The fires raged on, undeterred by heroic efforts to tamp the flames and stave off destruction.
I’m not by nature foolhardy, but when I got the reverse 911 call to evacuate, I made a stop at the cemetery gates and ran through the grounds to the marker.
I stopped short when I saw the candles were lit. Although I visited often, it had been decades since I’d lit a candle. We live in desert dryness; one did not contribute possible sparks to dry grass and trees.
The fires all around us were a culmination of my greatest fears.
I whirled, startled. “Adam?” I cried. “What are you doing here?”
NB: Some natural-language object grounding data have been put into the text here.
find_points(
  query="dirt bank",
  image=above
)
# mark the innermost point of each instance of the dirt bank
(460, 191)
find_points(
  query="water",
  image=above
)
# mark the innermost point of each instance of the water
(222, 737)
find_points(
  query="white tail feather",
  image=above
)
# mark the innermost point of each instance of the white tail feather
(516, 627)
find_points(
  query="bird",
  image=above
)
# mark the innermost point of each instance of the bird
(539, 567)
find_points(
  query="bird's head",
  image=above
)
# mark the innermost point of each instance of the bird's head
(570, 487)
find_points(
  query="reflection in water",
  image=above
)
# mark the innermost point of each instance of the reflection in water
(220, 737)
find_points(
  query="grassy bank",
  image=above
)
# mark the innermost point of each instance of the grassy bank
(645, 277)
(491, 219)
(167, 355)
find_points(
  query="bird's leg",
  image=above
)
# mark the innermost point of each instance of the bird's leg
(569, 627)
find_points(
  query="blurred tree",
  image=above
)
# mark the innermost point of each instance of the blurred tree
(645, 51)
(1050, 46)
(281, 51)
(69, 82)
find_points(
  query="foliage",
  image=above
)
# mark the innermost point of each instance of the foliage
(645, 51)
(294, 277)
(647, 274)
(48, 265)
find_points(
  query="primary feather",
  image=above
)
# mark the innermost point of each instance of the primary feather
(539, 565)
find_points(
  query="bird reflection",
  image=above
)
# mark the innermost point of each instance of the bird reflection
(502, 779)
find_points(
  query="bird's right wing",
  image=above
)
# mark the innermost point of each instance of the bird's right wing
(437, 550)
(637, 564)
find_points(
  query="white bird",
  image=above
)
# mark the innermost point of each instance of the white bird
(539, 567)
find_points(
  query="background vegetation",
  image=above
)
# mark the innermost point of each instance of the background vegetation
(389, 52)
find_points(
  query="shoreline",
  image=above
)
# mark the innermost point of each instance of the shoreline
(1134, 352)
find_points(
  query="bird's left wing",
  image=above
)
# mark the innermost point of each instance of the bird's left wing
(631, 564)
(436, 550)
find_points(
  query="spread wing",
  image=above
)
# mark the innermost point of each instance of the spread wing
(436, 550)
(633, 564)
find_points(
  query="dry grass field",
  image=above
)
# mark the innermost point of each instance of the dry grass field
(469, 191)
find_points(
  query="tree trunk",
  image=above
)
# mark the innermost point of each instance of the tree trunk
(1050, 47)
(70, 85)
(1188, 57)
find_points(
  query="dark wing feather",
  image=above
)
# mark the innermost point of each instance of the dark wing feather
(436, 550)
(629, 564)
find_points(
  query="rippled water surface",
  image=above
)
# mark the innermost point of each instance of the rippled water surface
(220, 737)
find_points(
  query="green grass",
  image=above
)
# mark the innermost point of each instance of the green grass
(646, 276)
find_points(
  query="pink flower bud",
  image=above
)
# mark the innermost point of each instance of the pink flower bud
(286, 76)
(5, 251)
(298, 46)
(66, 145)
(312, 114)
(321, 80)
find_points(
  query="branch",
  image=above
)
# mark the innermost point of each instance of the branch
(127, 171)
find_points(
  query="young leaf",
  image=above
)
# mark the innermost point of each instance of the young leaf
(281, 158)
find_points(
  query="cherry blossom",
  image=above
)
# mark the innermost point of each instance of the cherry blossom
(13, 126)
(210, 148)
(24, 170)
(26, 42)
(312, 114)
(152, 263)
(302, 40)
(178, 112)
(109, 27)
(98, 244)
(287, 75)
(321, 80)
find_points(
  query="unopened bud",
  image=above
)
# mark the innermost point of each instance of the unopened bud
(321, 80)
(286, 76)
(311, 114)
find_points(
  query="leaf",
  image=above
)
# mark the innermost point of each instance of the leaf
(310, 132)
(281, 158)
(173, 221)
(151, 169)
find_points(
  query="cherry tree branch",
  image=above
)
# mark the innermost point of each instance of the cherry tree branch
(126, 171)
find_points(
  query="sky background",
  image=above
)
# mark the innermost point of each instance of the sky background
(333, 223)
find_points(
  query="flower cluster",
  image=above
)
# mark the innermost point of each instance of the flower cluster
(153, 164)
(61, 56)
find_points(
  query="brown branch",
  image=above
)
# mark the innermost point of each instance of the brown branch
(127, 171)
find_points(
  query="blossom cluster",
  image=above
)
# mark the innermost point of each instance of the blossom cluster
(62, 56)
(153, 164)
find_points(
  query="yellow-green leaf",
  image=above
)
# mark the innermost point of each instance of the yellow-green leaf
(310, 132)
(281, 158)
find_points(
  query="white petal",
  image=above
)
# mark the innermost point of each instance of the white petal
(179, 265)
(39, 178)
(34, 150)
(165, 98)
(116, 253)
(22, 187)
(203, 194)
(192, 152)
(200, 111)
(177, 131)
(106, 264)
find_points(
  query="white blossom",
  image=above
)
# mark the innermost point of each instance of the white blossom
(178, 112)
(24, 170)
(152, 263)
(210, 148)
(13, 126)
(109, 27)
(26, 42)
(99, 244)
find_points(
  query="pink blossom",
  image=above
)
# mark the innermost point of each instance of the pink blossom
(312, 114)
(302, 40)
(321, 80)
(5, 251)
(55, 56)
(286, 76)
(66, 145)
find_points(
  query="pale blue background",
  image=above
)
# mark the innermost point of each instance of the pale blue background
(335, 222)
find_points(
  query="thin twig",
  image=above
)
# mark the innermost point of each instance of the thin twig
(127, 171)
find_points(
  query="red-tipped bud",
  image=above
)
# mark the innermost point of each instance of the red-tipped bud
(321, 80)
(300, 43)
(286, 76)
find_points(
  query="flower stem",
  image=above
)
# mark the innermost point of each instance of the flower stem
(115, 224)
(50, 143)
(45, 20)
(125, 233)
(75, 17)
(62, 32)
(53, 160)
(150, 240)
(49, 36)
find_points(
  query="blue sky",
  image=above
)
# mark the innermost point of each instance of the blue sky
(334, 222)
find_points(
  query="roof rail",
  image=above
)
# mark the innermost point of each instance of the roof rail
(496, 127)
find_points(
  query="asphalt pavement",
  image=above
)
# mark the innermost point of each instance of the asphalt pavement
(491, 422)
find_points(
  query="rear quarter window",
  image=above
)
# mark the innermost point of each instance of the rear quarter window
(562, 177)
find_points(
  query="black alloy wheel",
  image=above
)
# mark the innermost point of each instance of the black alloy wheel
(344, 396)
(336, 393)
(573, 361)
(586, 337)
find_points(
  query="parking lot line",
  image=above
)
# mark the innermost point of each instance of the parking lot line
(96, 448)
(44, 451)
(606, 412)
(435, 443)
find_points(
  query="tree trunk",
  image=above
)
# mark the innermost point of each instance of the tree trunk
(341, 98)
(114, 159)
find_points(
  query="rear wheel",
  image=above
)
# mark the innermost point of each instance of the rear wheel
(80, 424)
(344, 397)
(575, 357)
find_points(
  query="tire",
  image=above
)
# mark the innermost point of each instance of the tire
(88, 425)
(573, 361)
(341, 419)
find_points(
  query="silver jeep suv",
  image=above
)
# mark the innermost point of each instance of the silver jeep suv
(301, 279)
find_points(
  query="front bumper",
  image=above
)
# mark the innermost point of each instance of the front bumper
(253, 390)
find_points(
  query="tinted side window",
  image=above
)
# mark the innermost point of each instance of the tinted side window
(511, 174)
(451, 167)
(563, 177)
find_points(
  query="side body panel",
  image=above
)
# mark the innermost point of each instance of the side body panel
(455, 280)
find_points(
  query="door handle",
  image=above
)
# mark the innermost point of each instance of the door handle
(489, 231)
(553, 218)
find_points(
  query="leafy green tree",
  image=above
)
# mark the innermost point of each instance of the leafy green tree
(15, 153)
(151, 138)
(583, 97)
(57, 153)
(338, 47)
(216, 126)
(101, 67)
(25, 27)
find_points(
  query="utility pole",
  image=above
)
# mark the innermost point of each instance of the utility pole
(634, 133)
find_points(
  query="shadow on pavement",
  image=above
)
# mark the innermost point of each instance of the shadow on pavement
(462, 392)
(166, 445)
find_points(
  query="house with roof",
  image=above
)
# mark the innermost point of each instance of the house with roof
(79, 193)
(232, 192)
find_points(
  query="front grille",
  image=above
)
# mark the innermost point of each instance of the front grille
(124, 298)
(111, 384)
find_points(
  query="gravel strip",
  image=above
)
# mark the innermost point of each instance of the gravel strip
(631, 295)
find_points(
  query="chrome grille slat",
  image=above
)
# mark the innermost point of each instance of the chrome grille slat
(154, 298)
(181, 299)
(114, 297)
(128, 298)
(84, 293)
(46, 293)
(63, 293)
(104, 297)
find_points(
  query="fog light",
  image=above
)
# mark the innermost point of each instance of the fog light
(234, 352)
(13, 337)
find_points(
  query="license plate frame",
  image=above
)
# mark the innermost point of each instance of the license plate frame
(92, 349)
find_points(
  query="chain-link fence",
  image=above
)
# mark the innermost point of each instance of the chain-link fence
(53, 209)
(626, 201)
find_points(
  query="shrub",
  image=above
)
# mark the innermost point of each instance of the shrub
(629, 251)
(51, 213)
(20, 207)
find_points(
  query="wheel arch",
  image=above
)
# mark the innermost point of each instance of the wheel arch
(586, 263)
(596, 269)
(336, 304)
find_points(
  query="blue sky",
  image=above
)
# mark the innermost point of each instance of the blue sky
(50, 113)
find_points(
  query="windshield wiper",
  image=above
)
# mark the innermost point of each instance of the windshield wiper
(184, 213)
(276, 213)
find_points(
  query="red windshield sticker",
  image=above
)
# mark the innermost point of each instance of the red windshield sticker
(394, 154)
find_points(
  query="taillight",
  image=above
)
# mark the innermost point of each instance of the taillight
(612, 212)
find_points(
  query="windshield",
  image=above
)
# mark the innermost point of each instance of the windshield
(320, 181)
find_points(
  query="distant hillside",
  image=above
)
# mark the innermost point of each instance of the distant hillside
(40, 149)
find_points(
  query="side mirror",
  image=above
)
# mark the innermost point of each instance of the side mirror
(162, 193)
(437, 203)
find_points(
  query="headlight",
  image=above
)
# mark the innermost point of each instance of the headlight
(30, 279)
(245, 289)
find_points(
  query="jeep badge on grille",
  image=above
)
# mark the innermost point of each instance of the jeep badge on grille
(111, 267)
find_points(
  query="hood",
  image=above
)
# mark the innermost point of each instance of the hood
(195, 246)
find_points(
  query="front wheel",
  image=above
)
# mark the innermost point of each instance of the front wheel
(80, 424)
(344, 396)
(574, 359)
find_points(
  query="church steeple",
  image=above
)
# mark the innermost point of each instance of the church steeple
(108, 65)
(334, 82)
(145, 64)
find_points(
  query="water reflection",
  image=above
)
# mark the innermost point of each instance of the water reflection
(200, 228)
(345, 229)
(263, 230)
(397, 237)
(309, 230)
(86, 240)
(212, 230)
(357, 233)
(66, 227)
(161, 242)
“Same thing you are, I guess.” My brother stood beside me, and we read the tributes to our parents. “I wanted to say goodbye. God knows what this place will…” He swallowed hard; I heard the click in his throat. “What it will be tomorrow.”
I blinked back tears and nodded.
“It will probably be fine,” Adam added, posturing optimism.
“So, you lit the candles?” I asked.
“What–me? No!” He looked horrified. “I thought you did. Because–”
Because who else could it be?
“I would never–”
We stared at each other, jaws agape, then slowly turned to look at the monument we’d scrimped and saved to have erected so many years before.
The candles burned brightly in their glass orbs, backlit by the red dusk and not-so-far-away-now flickering flames. It was sweltering hot in the graveyard; could the wicks have simply combusted from the heat?
That idea was ridiculous, of course. The sconces would have shattered, I think.
After a long moment, Adam said, “I think we aren’t the only ones here who needed a final farewell.”
In unison: “We love you, Mom and Dad!”